The conventional explanation for Friday's stock plummet -- the Dow Jones industrial average closed down a shocking 394 points -- the sharp bump up in the unemployment rate, and the absolutely scalding $11 dollar pole vault in the price of crude oil to a new record high.
But don't be fooled. The real reason for the panic is Barack Obama's clinching of the Democratic nomination for president. To understand this, all you need to do is read Brett Arends' personal finance column in Friday's Wall Street Journal, "How an Obama Win Would Affect Your Pocketbook."
I wasn't initially inclined to believe Arends' declaration that "This is not a political column," but, upon review, he makes sense. It's an absolute no-brainer that an Obama presidency would let Bush's tax cuts expire. And as Arends points out, "Senator Barack Obama has already acknowledged that he may be willing to raise the top rate on long-term capital gains still further, to 28 percent."

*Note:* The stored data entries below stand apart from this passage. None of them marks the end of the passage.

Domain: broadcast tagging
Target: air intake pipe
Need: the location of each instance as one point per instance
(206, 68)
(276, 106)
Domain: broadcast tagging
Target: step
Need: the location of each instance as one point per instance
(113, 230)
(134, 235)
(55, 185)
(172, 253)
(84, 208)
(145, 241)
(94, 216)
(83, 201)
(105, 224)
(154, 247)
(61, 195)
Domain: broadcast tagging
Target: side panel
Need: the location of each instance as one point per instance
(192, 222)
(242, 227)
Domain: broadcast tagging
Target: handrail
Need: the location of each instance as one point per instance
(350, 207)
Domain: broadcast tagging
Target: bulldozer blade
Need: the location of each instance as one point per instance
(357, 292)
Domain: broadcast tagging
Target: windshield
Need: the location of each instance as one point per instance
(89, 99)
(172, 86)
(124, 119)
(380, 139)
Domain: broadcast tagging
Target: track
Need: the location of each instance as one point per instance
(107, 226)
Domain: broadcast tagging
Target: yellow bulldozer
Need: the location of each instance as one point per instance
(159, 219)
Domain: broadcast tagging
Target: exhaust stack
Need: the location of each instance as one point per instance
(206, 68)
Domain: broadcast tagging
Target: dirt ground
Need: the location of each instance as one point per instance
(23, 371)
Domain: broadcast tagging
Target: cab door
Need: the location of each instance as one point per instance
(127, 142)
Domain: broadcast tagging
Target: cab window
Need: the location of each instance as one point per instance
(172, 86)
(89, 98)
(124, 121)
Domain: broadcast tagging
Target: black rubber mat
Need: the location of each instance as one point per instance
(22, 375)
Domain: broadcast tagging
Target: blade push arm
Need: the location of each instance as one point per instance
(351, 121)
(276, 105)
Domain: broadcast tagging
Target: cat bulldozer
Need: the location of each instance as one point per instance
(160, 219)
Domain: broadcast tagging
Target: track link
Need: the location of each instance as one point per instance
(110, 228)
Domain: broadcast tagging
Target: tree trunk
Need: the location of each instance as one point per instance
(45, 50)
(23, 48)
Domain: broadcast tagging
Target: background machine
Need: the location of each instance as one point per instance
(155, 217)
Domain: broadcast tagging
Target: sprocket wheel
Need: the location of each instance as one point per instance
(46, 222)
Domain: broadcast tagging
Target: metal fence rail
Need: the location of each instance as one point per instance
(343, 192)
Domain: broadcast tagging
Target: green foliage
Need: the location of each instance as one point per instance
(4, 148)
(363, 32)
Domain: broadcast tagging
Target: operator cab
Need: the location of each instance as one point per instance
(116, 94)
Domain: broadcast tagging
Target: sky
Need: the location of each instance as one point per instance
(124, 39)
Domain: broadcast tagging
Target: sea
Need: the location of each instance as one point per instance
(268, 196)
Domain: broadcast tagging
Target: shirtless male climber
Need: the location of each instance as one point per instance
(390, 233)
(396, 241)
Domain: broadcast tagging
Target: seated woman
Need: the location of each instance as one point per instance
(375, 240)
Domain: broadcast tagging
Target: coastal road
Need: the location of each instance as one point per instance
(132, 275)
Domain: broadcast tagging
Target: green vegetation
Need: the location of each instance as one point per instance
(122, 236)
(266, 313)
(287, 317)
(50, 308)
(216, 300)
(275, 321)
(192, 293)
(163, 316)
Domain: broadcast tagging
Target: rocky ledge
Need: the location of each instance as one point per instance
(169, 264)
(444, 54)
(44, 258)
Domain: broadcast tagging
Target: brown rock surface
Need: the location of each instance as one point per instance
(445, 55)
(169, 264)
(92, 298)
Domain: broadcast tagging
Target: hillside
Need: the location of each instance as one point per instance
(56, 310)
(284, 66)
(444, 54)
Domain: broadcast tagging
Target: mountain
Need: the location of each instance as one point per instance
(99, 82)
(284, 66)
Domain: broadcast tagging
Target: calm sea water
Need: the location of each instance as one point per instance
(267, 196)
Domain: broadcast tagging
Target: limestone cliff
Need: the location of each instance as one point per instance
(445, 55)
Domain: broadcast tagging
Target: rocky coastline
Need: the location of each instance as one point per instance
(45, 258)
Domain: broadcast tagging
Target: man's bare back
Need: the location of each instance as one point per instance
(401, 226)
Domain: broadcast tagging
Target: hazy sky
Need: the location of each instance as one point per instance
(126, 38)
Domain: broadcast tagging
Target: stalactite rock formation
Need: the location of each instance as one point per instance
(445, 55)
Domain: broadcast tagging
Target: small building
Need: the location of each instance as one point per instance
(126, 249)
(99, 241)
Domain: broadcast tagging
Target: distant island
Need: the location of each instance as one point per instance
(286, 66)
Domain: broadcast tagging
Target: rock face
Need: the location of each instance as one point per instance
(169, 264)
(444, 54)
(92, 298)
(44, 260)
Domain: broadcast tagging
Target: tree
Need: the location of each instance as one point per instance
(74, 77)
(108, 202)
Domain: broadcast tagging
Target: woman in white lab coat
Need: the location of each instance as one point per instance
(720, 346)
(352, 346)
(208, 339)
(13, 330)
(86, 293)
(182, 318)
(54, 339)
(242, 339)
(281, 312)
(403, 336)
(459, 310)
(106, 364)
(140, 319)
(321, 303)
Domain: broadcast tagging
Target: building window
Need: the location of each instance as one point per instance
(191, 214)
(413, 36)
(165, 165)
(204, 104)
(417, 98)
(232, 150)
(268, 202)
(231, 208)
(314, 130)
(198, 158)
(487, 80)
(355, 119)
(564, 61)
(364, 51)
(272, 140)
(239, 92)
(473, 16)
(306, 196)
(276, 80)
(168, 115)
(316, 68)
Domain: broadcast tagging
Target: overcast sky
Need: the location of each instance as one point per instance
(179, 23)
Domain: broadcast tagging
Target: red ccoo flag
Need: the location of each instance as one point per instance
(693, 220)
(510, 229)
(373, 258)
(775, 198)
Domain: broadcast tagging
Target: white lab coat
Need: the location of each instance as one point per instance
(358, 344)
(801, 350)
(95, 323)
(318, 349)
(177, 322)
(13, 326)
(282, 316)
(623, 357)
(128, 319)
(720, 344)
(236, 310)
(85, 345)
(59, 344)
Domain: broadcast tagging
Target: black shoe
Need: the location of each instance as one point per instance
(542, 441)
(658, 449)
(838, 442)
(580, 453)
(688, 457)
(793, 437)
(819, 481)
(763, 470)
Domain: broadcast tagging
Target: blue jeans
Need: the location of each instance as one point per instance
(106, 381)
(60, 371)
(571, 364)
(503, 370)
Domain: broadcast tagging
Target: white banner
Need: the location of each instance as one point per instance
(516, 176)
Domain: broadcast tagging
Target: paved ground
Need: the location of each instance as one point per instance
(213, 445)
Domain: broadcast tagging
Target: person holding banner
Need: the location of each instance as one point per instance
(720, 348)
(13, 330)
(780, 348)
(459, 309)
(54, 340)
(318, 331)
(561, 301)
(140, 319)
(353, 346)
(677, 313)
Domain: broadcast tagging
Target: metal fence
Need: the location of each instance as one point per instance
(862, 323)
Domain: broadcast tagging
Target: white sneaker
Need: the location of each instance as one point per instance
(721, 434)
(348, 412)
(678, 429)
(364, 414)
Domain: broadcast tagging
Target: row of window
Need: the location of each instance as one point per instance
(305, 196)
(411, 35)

The current capital gains tax rate is 15 percent.
So what does that mean?
Cash in any big capital gains on stocks or mutual funds before the end of this year.
Sell! Sell! Sell!
So if you are sitting on a huge profit in, say, your Apple stock, if the Democrats win in November you might want to cash it in before the end of the year. "Go ahead and sell it" says Benjamin Tobias, a financial planner in Plantation, Fla. "Pay the 15 percent tax, and put a happy face on the check to the IRS because you're only paying 15 percent.. Next year, who knows what you'll be paying?"
So clearly, after reading this column, America called its broker. Cue "Black" Friday.
Of course, there's one little problem with this thesis. If Hillary Clinton had clinched the nomination, you could make pretty much exactly the same argument, although I don't think she's been pinned down on how high she might take the capital gains tax rate. So unless you want to make the case that Wall Street thinks Obama is the more formidable candidate for McCain than Clinton, perhaps it would be better, after all, to focus on record oil prices and growing stress in labor markets as the explanation for investor unease.